HYB: Cytoplasmic Inheritance


From: Sharon McAllister <73372.1745@compuserve.com>

Anner Whitehead wrote:

>  So is the idea to backbreed to approach the species or close enough to
confirm
>  inheritance?

Yes and no <G>.   It all started with the old goal of putting an aril-like
flower on a TB-like plant and my desire to understand why it hadn't been
achieved and whether there were other experiments that could be tried. 
This led to the subject of cytoplasmic inheritance, which has turned out to
have some very practical applications. Observations of some of those lines
led me to explore the possibility that some traits carried within the
chromosomes can actually be expressed only in the presence of enabling
genes that are carried in the cytoplasm.  Testing that theory requires a
pod parent with known cytoplasm and a pollen parent descended from the same
species.  Probably more than you really wanted to know....
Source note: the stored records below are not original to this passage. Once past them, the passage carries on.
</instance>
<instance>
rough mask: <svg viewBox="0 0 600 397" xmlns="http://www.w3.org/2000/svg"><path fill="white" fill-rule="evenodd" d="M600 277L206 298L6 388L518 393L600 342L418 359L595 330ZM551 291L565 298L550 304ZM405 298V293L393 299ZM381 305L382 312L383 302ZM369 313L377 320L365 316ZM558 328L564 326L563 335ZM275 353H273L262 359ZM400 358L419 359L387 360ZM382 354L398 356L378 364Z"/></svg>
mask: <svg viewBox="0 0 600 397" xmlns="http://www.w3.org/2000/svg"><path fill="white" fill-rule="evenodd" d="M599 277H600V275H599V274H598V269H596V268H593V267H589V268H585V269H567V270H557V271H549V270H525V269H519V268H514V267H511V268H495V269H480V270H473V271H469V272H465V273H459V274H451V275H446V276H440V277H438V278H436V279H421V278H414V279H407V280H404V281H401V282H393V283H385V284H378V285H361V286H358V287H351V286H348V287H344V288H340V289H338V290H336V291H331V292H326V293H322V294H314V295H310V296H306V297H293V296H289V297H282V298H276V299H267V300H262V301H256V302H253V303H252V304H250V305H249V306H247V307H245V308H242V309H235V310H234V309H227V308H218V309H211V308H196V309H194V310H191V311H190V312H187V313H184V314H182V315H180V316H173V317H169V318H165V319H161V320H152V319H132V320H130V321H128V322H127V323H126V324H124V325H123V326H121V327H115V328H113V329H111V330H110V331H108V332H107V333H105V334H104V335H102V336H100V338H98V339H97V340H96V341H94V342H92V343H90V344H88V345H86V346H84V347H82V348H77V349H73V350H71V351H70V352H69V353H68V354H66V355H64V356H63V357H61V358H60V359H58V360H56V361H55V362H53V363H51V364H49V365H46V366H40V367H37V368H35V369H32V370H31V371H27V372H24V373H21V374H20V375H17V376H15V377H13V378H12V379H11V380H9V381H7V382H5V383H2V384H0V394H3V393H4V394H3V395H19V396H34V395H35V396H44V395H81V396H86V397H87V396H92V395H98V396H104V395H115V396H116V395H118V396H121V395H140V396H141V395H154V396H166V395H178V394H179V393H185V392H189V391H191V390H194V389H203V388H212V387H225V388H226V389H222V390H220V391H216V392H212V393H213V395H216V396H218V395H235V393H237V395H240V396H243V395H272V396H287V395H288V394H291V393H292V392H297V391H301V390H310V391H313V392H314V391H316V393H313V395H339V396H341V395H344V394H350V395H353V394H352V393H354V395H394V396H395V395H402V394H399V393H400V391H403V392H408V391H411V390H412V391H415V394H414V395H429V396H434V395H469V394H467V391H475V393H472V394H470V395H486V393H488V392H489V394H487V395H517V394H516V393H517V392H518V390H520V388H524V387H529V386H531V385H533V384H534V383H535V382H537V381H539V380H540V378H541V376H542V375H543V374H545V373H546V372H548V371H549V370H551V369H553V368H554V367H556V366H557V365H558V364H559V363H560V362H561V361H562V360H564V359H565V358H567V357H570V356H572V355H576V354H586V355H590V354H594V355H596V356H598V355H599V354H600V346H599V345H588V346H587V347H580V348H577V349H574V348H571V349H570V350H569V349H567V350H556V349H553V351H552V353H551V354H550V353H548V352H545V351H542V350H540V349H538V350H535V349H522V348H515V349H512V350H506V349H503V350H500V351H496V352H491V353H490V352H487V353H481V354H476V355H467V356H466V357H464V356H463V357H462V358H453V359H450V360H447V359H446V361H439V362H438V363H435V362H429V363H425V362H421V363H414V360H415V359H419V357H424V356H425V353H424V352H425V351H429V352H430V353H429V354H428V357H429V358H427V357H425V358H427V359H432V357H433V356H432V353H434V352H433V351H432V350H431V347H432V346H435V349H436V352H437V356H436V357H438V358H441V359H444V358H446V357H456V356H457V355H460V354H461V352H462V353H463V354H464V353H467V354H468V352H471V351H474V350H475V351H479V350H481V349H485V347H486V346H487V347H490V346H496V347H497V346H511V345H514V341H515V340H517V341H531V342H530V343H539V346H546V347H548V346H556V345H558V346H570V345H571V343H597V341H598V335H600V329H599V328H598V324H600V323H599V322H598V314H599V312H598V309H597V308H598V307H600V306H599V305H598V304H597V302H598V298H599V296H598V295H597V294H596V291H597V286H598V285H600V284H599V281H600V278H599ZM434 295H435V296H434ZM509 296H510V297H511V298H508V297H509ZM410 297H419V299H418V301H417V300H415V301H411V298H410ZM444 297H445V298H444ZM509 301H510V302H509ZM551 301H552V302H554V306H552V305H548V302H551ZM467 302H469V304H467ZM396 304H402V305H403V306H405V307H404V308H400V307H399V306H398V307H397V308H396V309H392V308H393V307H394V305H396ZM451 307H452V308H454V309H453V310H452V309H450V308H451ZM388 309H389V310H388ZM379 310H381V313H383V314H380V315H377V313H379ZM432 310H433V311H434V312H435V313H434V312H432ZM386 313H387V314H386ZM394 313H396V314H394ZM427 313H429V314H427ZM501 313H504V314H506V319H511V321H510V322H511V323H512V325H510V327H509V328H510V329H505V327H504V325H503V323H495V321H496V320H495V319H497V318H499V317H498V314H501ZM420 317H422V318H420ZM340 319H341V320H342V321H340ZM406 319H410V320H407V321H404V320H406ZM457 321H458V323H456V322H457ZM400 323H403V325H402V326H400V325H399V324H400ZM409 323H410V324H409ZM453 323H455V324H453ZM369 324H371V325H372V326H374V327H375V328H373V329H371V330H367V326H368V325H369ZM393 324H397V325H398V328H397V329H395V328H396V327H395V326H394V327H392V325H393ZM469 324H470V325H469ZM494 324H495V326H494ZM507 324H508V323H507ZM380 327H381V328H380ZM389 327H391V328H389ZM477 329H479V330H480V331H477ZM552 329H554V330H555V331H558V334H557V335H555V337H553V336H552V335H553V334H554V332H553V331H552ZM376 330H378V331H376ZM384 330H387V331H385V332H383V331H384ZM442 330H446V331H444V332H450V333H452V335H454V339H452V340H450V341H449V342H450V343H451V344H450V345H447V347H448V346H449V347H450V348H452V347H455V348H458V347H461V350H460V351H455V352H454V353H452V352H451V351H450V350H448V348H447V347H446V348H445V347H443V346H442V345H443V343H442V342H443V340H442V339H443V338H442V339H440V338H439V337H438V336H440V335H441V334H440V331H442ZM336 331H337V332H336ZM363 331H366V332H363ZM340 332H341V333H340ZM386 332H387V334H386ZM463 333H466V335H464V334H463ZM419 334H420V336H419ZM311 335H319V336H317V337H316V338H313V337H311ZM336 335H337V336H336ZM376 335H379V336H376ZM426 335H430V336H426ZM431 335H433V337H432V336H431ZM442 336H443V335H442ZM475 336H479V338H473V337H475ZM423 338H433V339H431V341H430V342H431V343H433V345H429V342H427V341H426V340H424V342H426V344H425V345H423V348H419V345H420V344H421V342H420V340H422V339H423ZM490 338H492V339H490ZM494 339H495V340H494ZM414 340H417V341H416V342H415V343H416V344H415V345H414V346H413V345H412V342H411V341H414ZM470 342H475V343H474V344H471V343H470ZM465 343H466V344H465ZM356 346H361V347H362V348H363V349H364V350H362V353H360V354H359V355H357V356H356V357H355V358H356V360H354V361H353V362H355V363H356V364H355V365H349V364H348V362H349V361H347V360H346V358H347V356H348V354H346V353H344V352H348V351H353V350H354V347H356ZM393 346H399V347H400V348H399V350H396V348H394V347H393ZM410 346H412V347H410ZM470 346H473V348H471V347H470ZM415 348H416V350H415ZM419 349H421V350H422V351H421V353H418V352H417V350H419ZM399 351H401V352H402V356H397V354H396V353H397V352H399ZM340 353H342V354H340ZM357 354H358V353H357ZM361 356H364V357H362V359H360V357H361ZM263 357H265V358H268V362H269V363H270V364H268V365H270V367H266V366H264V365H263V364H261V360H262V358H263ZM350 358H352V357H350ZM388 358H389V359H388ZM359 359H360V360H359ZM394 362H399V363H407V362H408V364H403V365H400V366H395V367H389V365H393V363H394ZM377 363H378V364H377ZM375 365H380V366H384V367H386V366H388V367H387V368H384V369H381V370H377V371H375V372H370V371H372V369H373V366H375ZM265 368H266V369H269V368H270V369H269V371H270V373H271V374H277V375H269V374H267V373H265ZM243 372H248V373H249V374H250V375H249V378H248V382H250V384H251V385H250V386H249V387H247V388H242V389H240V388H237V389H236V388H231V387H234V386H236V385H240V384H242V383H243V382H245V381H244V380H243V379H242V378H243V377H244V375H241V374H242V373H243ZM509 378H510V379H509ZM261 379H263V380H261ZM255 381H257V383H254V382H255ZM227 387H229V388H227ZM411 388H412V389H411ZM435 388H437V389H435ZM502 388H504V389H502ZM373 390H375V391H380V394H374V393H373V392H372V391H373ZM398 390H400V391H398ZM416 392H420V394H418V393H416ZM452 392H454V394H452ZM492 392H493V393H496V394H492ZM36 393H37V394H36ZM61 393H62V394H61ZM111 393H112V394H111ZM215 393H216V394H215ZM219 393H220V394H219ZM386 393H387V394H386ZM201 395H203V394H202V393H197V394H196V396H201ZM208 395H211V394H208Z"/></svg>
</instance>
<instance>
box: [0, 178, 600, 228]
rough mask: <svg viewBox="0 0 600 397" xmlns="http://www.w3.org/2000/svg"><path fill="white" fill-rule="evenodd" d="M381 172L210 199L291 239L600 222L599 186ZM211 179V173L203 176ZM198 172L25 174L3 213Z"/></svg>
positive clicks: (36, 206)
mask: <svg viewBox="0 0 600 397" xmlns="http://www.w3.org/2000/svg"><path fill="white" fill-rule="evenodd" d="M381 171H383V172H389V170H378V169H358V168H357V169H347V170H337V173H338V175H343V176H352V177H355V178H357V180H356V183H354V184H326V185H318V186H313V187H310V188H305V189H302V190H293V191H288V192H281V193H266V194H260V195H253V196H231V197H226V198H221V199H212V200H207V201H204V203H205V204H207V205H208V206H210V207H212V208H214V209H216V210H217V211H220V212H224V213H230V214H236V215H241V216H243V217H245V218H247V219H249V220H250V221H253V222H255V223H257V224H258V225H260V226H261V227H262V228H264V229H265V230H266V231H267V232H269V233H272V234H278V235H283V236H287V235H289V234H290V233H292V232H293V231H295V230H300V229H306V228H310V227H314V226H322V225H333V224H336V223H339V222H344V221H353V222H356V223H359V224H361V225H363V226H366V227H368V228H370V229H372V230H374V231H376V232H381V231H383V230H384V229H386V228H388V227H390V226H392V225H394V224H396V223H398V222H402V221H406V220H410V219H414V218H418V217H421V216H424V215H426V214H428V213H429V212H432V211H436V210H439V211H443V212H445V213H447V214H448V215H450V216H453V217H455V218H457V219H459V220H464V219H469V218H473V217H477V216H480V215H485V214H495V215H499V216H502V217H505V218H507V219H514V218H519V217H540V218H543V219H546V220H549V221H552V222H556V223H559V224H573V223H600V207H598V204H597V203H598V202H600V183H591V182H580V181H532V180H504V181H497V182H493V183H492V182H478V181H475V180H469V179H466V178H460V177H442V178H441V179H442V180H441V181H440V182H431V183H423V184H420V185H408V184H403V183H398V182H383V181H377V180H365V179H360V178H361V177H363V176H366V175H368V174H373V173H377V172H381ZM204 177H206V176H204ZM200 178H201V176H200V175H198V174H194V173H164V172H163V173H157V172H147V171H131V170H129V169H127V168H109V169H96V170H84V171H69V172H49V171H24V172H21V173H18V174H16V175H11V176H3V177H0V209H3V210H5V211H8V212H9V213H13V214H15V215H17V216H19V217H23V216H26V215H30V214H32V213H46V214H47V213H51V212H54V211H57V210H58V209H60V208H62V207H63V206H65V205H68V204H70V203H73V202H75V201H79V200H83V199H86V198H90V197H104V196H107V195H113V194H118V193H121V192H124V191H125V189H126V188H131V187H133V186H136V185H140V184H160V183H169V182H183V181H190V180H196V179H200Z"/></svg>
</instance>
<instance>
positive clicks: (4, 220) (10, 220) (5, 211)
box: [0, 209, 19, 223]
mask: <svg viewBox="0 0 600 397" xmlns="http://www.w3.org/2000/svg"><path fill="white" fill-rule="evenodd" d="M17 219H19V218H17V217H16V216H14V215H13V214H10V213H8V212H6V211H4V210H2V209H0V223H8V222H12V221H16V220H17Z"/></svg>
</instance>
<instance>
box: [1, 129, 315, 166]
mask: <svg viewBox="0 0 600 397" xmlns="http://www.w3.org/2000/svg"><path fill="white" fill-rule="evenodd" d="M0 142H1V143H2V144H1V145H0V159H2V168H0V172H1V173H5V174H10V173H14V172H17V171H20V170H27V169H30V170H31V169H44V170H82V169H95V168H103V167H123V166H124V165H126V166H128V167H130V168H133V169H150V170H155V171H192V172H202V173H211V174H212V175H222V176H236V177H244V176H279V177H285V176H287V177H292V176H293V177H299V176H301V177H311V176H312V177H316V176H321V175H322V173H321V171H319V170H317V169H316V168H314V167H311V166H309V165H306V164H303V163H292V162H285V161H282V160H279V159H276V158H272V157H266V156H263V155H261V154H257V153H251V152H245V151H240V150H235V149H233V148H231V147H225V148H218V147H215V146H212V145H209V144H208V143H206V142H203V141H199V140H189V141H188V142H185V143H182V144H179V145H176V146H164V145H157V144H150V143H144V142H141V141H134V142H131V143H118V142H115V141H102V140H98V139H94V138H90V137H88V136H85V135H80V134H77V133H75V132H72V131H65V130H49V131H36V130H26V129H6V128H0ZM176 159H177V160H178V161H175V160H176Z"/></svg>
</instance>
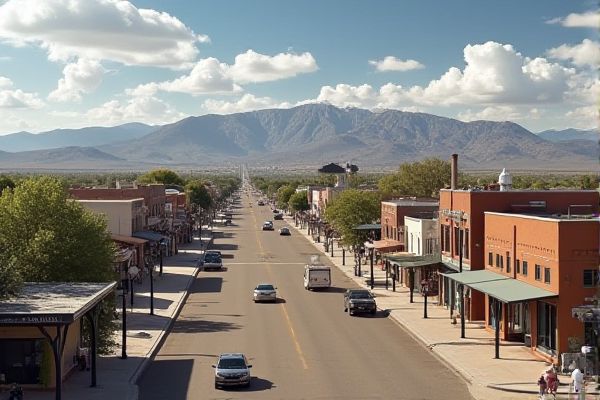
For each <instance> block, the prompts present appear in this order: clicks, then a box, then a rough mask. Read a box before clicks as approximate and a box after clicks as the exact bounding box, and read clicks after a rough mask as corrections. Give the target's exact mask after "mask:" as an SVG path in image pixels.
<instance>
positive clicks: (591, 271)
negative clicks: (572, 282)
mask: <svg viewBox="0 0 600 400" xmlns="http://www.w3.org/2000/svg"><path fill="white" fill-rule="evenodd" d="M599 280H600V274H599V273H598V270H597V269H585V270H583V287H596V286H598V283H599Z"/></svg>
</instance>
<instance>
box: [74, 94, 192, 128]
mask: <svg viewBox="0 0 600 400" xmlns="http://www.w3.org/2000/svg"><path fill="white" fill-rule="evenodd" d="M85 117H86V118H88V119H89V120H92V121H99V122H102V123H110V124H116V123H125V122H138V121H144V122H145V123H150V124H165V123H170V122H174V121H177V120H180V119H181V118H183V117H185V115H184V114H182V113H180V112H178V111H177V110H175V109H174V108H173V107H171V106H170V105H169V104H167V103H165V102H164V101H162V100H160V99H157V98H156V97H151V96H146V97H143V96H139V97H133V98H131V99H129V100H127V101H126V102H120V101H118V100H111V101H109V102H106V103H104V104H102V105H101V106H100V107H96V108H92V109H90V110H88V111H87V112H86V113H85Z"/></svg>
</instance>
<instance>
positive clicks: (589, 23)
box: [548, 11, 600, 29]
mask: <svg viewBox="0 0 600 400" xmlns="http://www.w3.org/2000/svg"><path fill="white" fill-rule="evenodd" d="M548 23H549V24H561V25H562V26H565V27H567V28H593V29H598V28H599V27H600V14H599V13H598V11H588V12H585V13H583V14H577V13H572V14H569V15H567V16H566V17H564V18H554V19H551V20H550V21H548Z"/></svg>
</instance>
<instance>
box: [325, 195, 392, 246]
mask: <svg viewBox="0 0 600 400" xmlns="http://www.w3.org/2000/svg"><path fill="white" fill-rule="evenodd" d="M380 210H381V208H380V201H379V197H378V195H377V194H376V193H373V192H363V191H360V190H356V189H348V190H345V191H343V192H341V193H340V194H339V196H338V197H336V198H334V199H333V201H332V202H331V203H329V205H328V206H327V208H326V209H325V218H326V219H327V222H329V223H330V224H331V225H332V226H333V228H334V229H335V230H336V231H338V232H339V233H340V235H341V236H342V241H341V242H342V244H343V245H345V246H350V247H352V246H358V245H360V244H361V243H362V241H363V240H364V237H363V234H362V233H361V232H359V231H357V230H355V229H354V228H355V227H356V226H357V225H361V224H371V223H373V222H375V221H377V220H378V219H379V216H380Z"/></svg>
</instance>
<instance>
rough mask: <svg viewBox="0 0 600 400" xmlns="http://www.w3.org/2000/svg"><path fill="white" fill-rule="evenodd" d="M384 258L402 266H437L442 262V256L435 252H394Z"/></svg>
mask: <svg viewBox="0 0 600 400" xmlns="http://www.w3.org/2000/svg"><path fill="white" fill-rule="evenodd" d="M383 259H384V260H387V261H389V262H390V264H392V265H397V266H398V267H400V268H414V267H437V266H438V264H439V263H440V257H439V256H437V255H435V254H431V255H425V256H417V255H414V254H413V253H394V254H388V255H384V256H383Z"/></svg>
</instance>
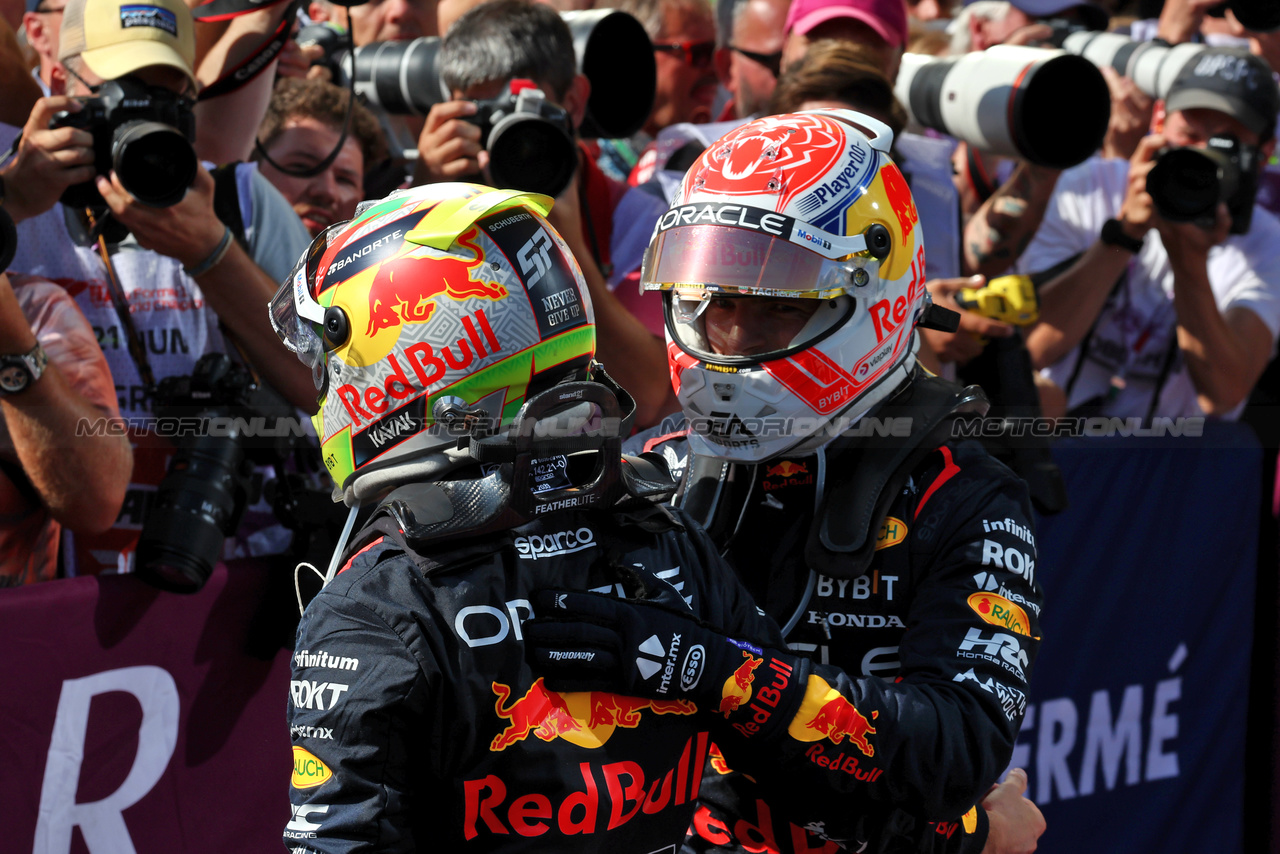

>   And how do you deal with the fact that a species is variable from
>  one individual in a population to another? I don't mean growing
conditions. Is
>  all this inconsequential? 

Although species include many diverse individuals, they also have some
common traits.  The flowers of  I. iberica, for example, vary in color and
pattern, size and shape -- but the cupped falls are a distinguishing
characteristic.  Those are the traits I've been working with.

>  How far down are you ultimately going to go in this
>  analysis? I mean ar we talking individual genes here? 

I don't know that I'll be able to take it any further and seriously doubt
anyone else will pick up where I've left off.  But we're talking about
interacting genes, not individual ones.